Background: Recent trials have documented no benefit from small reductions in blood pressure measured in the clinical office. However, ambulatory blood pressure is a better predictor of cardiovascular events than office-based blood pressure. We assessed control of ambulatory blood pressure in treated hypertensive patients at high cardiovascular risk.

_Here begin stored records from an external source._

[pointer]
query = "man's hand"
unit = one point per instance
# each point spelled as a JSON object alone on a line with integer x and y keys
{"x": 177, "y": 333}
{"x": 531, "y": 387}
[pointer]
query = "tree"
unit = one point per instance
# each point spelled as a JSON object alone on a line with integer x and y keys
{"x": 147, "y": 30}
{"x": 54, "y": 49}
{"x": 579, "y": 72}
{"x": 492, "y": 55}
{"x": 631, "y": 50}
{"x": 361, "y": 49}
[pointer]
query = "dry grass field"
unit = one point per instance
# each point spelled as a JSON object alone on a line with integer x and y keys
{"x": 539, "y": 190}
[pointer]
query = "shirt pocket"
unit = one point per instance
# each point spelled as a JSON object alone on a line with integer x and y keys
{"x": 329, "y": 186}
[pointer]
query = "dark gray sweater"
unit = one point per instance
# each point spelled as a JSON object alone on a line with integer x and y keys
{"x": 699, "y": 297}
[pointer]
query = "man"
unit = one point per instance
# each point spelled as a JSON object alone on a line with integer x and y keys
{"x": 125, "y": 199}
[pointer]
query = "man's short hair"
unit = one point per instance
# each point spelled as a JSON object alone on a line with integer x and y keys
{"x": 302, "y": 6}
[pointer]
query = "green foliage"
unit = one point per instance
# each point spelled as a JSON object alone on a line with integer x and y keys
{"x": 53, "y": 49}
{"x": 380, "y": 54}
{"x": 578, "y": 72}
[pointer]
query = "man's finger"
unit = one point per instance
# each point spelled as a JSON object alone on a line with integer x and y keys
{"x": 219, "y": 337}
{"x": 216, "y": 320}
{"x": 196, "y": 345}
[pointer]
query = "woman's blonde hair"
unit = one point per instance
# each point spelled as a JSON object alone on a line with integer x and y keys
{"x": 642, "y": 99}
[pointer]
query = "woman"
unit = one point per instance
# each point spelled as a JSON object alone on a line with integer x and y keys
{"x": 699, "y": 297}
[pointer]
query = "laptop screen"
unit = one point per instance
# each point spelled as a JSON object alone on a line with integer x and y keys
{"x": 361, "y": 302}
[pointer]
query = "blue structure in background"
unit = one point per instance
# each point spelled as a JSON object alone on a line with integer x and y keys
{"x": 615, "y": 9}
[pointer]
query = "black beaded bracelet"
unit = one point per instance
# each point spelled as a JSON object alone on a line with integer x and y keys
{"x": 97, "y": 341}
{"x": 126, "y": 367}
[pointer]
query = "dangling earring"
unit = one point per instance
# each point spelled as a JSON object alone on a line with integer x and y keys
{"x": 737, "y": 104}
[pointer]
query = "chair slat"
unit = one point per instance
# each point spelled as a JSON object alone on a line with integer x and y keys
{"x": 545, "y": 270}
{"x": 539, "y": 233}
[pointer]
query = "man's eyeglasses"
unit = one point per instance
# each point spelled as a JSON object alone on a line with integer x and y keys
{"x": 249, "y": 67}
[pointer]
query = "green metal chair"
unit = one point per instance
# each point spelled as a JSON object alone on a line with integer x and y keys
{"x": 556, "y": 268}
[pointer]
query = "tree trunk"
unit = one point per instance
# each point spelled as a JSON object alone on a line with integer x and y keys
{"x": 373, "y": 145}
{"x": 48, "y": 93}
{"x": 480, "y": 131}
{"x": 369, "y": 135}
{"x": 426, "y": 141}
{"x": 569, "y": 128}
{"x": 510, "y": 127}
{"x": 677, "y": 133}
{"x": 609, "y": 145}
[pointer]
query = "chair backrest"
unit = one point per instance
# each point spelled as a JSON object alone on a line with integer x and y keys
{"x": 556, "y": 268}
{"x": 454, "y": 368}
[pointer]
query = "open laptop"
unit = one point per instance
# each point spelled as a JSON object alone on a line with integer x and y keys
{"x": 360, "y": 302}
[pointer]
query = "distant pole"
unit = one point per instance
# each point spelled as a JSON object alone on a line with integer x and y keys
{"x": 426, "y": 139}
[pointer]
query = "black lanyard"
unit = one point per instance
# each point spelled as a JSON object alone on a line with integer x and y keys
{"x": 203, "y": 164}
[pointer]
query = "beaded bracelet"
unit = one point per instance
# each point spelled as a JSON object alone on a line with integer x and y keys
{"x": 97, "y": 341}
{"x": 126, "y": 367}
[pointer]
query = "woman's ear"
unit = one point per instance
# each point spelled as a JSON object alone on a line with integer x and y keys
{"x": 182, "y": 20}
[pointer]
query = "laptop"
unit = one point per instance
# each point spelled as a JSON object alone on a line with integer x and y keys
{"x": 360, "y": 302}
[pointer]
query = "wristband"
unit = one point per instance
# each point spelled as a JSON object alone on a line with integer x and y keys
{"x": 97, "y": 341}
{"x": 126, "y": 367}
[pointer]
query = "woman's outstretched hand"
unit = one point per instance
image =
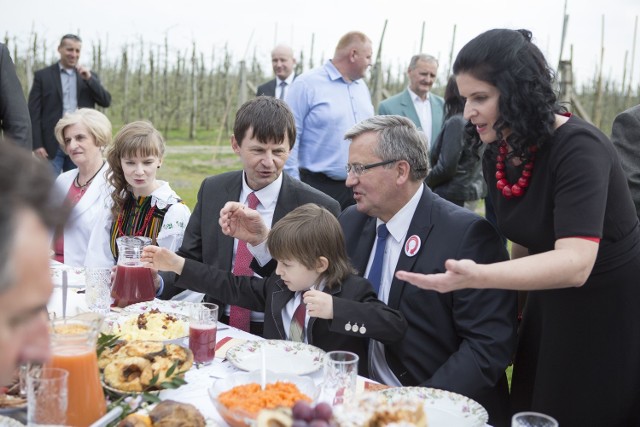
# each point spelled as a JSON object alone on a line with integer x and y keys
{"x": 459, "y": 274}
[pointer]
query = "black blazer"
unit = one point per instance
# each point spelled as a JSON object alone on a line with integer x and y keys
{"x": 204, "y": 240}
{"x": 14, "y": 115}
{"x": 354, "y": 301}
{"x": 269, "y": 88}
{"x": 460, "y": 341}
{"x": 45, "y": 104}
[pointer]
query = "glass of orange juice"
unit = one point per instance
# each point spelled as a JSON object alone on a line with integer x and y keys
{"x": 73, "y": 347}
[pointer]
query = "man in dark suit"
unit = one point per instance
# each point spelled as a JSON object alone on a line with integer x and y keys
{"x": 625, "y": 135}
{"x": 263, "y": 134}
{"x": 283, "y": 63}
{"x": 58, "y": 89}
{"x": 14, "y": 114}
{"x": 461, "y": 341}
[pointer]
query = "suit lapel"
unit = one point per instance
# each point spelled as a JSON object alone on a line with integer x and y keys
{"x": 225, "y": 243}
{"x": 279, "y": 298}
{"x": 365, "y": 243}
{"x": 420, "y": 226}
{"x": 287, "y": 199}
{"x": 312, "y": 320}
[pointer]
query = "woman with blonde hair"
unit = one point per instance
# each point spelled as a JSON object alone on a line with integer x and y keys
{"x": 83, "y": 135}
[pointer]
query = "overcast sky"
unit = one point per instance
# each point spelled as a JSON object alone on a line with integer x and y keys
{"x": 248, "y": 25}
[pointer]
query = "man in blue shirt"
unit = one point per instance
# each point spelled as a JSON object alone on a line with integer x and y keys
{"x": 326, "y": 102}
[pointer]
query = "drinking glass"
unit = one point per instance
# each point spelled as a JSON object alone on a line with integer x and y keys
{"x": 532, "y": 419}
{"x": 47, "y": 397}
{"x": 98, "y": 289}
{"x": 203, "y": 327}
{"x": 340, "y": 376}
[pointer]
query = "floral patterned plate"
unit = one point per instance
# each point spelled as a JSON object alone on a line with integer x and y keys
{"x": 177, "y": 307}
{"x": 286, "y": 357}
{"x": 443, "y": 408}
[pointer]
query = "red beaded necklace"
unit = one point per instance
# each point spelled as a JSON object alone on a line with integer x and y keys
{"x": 140, "y": 230}
{"x": 517, "y": 189}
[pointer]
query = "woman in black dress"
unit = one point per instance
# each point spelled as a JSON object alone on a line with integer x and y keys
{"x": 561, "y": 197}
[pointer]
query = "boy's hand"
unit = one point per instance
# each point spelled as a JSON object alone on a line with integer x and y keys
{"x": 319, "y": 304}
{"x": 162, "y": 259}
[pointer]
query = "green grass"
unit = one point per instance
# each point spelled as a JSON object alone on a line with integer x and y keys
{"x": 187, "y": 163}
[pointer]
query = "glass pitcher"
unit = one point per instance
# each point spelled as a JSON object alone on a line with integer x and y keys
{"x": 73, "y": 347}
{"x": 133, "y": 282}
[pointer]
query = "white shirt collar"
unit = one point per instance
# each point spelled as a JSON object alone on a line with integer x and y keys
{"x": 416, "y": 98}
{"x": 268, "y": 195}
{"x": 288, "y": 80}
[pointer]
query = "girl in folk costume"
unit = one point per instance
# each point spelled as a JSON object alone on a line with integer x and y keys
{"x": 141, "y": 205}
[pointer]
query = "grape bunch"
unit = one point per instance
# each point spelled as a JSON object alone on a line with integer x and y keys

Methods: We selected 4729 patients from the Spanish Ambulatory Blood Pressure Monitoring Registry. Patients were aged >/=55 years and presented with at least one of the following co-morbidities: coronary heart disease, stroke, and diabetes with end-organ damage. An average of 2 measures of blood pressure in the office was used for analyses. Also, 24-hour ambulatory blood pressure was recorded at 20-minute intervals with a SpaceLabs 90207 device.
Results: Patients had a mean age of 69.6 (+/-8.2) years, and 60.8% of them were male. Average time from the diagnosis of hypertension to recruitment into the Registry was 10.9 (+/-8.4) years. Mean blood pressure in the office was 152.3/82.3 mm Hg, and mean 24-hour ambulatory blood pressure was 133.3/72.4 mm Hg. About 60% of patients with an office-pressure of 130-139/85-89 mm Hg, 42.4% with office-pressure of 140-159/90-99 mm Hg, and 23.3% with office-pressure > or =160/100 mm Hg were actually normotensive, according to 24-hour ambulatory blood pressure criteria (<130/80 mm Hg).
Conclusion: We suggest that the lack of benefit of antihypertensive therapy in some trials may partly be due to some patients having normal pressure at trial baseline. Ambulatory monitoring of blood pressure may allow for a better assessment of trial eligibility.